Trivial Pericardial Effusion
Trivial Pericardial Effusion: So that the beating heart does not create friction with other internal organs, this is being enclosed in a sac called pericardium. This sac should be free from any foreign bodies which include fluids. However, there are certain instances in which fluids tend to build up within the pericardial space. The accumulation of fluid in the pericardium is termed as pericardial effusion.

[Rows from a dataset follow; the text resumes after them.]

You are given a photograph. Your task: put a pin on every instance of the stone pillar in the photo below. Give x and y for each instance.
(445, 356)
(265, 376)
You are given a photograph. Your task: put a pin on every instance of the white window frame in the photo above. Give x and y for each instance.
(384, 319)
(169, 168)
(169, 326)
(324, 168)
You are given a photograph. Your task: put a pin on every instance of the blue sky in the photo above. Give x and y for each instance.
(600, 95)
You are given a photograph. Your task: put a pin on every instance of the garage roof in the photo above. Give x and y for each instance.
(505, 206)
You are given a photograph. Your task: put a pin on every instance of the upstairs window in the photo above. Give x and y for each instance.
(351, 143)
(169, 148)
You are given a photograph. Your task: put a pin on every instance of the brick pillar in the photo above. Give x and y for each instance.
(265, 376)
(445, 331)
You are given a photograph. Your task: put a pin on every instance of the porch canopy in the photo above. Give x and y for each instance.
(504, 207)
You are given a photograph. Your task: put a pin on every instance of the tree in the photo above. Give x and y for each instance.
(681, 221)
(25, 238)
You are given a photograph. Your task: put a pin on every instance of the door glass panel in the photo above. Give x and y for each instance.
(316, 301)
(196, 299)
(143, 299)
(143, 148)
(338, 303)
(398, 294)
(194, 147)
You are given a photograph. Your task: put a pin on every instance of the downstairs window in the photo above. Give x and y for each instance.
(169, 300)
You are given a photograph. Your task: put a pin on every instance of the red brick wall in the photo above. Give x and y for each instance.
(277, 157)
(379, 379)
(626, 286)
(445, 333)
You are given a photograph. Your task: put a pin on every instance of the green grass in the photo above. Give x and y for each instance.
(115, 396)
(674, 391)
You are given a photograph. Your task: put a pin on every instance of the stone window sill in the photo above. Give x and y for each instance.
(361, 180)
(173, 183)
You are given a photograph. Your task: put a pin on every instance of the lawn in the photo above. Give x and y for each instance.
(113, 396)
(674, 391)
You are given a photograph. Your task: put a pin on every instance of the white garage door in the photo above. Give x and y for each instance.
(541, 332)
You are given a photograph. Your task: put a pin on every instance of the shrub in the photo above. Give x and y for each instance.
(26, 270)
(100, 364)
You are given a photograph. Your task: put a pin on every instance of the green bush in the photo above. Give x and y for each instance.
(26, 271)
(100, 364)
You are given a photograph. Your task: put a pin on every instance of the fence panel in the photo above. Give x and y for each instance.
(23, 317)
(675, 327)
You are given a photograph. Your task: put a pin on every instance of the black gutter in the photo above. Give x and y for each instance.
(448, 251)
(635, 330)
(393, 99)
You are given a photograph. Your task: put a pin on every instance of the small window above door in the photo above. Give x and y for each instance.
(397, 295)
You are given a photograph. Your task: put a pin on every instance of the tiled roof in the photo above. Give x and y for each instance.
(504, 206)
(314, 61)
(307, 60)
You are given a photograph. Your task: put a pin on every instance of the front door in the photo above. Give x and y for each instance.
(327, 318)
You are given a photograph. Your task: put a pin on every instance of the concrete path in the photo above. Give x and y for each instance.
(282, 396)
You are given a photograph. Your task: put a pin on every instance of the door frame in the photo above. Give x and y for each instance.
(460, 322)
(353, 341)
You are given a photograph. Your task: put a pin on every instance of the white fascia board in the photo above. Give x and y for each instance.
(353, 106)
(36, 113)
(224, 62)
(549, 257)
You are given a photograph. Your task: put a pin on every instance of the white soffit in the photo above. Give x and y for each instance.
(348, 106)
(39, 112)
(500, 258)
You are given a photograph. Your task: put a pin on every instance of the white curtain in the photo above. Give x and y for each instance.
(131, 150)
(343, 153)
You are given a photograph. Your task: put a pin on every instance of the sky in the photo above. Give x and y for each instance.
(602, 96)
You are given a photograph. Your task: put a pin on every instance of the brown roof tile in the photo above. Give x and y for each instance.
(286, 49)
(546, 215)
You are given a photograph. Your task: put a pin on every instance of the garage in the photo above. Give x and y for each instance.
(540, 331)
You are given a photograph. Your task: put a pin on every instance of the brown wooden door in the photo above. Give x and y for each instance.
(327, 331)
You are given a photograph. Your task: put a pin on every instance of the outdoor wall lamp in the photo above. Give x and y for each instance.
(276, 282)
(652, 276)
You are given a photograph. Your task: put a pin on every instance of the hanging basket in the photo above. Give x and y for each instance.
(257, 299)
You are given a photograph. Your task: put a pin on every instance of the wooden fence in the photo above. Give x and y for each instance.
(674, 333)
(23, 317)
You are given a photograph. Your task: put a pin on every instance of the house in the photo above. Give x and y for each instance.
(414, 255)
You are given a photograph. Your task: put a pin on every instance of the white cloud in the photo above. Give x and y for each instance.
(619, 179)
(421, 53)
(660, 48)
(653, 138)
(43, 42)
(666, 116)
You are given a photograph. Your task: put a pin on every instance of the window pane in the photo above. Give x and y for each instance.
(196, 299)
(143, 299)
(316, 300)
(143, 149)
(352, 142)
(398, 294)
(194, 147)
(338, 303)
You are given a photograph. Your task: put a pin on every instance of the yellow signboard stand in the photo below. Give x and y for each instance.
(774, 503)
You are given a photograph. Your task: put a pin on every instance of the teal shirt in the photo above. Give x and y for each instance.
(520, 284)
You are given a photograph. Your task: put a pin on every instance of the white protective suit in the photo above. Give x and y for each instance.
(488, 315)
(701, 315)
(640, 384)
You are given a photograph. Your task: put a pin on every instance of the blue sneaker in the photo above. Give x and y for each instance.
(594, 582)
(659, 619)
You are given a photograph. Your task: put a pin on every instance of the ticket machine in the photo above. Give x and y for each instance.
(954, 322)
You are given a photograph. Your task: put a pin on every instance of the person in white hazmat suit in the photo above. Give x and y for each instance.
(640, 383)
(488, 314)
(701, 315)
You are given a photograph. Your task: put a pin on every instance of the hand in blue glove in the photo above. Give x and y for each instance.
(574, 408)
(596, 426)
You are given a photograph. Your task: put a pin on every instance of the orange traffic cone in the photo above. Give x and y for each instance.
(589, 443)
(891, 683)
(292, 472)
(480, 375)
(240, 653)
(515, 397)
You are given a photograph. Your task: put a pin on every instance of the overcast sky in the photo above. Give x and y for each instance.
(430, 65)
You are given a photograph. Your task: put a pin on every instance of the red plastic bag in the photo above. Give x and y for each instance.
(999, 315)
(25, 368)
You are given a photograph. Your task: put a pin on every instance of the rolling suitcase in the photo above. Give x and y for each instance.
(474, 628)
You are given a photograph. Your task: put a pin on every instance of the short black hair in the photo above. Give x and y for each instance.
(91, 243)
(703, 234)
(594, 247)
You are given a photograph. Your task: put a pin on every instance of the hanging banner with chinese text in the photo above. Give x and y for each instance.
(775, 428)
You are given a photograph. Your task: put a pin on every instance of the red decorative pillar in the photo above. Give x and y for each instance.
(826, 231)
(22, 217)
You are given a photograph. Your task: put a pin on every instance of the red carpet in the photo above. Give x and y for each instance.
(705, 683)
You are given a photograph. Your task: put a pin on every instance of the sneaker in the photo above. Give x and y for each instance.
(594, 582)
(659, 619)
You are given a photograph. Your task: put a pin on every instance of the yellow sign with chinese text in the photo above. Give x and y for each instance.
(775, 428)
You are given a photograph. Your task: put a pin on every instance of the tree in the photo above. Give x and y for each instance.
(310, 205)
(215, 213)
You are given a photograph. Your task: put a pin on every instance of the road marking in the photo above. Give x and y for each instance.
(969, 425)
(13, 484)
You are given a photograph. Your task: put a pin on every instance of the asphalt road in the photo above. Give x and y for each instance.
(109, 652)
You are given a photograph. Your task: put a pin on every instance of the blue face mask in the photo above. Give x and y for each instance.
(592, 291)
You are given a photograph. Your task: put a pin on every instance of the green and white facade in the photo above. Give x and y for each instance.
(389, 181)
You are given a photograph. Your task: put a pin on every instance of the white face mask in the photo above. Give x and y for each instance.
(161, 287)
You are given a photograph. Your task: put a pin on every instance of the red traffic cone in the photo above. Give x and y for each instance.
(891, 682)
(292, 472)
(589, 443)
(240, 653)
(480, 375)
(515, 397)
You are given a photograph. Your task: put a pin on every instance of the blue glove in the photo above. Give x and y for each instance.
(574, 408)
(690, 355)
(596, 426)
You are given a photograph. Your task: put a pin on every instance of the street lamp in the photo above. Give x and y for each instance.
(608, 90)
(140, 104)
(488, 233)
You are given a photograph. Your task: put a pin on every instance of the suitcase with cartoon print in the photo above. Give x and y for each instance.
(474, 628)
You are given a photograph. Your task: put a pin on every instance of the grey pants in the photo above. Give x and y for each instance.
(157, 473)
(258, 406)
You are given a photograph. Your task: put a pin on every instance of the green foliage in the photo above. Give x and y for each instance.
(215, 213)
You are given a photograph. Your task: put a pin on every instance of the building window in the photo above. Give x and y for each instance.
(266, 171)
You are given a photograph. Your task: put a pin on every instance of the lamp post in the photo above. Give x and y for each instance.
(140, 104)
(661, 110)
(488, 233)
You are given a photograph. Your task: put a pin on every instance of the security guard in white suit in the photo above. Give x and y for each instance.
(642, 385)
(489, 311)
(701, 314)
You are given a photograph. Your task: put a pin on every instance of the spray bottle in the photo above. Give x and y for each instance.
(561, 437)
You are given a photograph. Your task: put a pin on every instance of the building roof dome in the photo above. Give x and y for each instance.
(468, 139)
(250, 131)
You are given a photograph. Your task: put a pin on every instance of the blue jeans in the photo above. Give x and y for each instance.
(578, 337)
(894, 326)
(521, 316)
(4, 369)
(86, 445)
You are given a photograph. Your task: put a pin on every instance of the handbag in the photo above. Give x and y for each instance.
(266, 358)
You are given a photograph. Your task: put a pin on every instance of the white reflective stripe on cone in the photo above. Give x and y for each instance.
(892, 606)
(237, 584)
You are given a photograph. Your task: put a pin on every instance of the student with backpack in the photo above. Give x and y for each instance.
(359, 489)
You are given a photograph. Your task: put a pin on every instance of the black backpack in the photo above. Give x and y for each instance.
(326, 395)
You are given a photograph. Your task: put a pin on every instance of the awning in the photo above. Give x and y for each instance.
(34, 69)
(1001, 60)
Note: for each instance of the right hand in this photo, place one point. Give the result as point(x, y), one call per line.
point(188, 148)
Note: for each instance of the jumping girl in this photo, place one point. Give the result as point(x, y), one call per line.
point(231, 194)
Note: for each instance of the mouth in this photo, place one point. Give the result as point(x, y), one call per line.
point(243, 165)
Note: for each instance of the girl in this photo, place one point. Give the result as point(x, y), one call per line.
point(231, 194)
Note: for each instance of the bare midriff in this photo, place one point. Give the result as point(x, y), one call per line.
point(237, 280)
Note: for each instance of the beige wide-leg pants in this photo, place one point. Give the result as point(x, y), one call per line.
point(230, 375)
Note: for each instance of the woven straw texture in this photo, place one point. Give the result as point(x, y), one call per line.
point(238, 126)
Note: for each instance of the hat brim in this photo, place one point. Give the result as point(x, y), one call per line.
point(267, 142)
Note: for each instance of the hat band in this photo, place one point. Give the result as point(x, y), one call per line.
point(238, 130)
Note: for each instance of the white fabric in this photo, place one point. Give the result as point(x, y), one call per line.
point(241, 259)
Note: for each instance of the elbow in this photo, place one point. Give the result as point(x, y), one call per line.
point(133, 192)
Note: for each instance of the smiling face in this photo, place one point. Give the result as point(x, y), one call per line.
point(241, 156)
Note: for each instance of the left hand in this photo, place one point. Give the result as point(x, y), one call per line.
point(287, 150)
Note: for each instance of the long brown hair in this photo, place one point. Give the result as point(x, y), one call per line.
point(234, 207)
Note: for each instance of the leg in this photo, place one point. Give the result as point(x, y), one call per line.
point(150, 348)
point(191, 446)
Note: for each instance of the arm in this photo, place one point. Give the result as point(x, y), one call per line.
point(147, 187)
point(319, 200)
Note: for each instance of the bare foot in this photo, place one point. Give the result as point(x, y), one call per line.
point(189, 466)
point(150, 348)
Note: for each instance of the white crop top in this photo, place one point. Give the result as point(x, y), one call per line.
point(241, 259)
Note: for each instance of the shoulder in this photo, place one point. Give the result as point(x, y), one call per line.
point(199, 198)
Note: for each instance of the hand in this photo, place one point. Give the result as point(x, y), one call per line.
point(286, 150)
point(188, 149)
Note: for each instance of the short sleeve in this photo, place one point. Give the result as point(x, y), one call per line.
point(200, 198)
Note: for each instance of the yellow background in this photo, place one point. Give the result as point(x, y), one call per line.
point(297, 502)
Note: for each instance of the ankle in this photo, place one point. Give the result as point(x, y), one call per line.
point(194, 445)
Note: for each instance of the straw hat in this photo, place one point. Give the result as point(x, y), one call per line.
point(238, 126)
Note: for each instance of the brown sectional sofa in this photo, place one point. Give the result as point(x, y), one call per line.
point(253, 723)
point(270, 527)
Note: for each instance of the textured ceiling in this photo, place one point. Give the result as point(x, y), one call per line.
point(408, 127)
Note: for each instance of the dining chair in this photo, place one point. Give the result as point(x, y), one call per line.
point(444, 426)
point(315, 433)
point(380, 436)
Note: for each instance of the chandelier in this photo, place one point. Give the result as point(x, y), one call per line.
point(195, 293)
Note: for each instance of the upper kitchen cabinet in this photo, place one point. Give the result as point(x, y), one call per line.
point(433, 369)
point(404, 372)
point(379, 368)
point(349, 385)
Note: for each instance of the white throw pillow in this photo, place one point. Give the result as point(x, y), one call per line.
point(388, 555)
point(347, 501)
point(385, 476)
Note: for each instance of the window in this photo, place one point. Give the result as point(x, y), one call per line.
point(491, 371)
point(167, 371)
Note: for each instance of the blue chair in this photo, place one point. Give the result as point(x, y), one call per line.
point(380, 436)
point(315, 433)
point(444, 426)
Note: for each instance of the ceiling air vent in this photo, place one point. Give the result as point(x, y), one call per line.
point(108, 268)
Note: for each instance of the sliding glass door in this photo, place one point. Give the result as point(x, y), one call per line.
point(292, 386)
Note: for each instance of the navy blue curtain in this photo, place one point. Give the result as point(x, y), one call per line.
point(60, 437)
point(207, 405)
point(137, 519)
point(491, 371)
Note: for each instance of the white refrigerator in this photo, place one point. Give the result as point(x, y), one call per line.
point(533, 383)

There are several pathologies that can be associated with pericardial effusion and these include infections, inflammatory diseases such as lupus, cancer, kidney failure and status post heart surgery. As fluid continues to accumulate in this sac, the heart would still keep on pumping. In cases wherein there’s much fluid accumulation in the sac, this is considered to be a trivial pericardial effusion. The symptoms of trivial pericardial effusion may not clearly manifest. Contrary to this, there are also certain instances in which there’s too much fluid build up in the heart. During this time, the heart would already have some pumping failures and there will be poor perfusion towards the different parts of the body, especially the vital organs. This condition is called cardiac tamponade. MRI and CT scan are the most effective modes of diagnosing a possible pericardial effusion though an x-ray may also be able to detect its presence. As with trivial pericardial tamponade, treatment would not be necessary since the fluid accumulation in the pericardial sac would just eventually be absorbed back into the system and symptoms may not be that prominent. Nonetheless, for severe cases of pericardial effusion treatment may be necessary. Often, Non-Steroidal Inflammatory Drugs (NSAIDs) are given to halt the ongoing inflammatory process. If the condition doesn’t seem to respond to this, surgery may be indicated. The surgery may be either pericardiocentesis or pericardiectomy.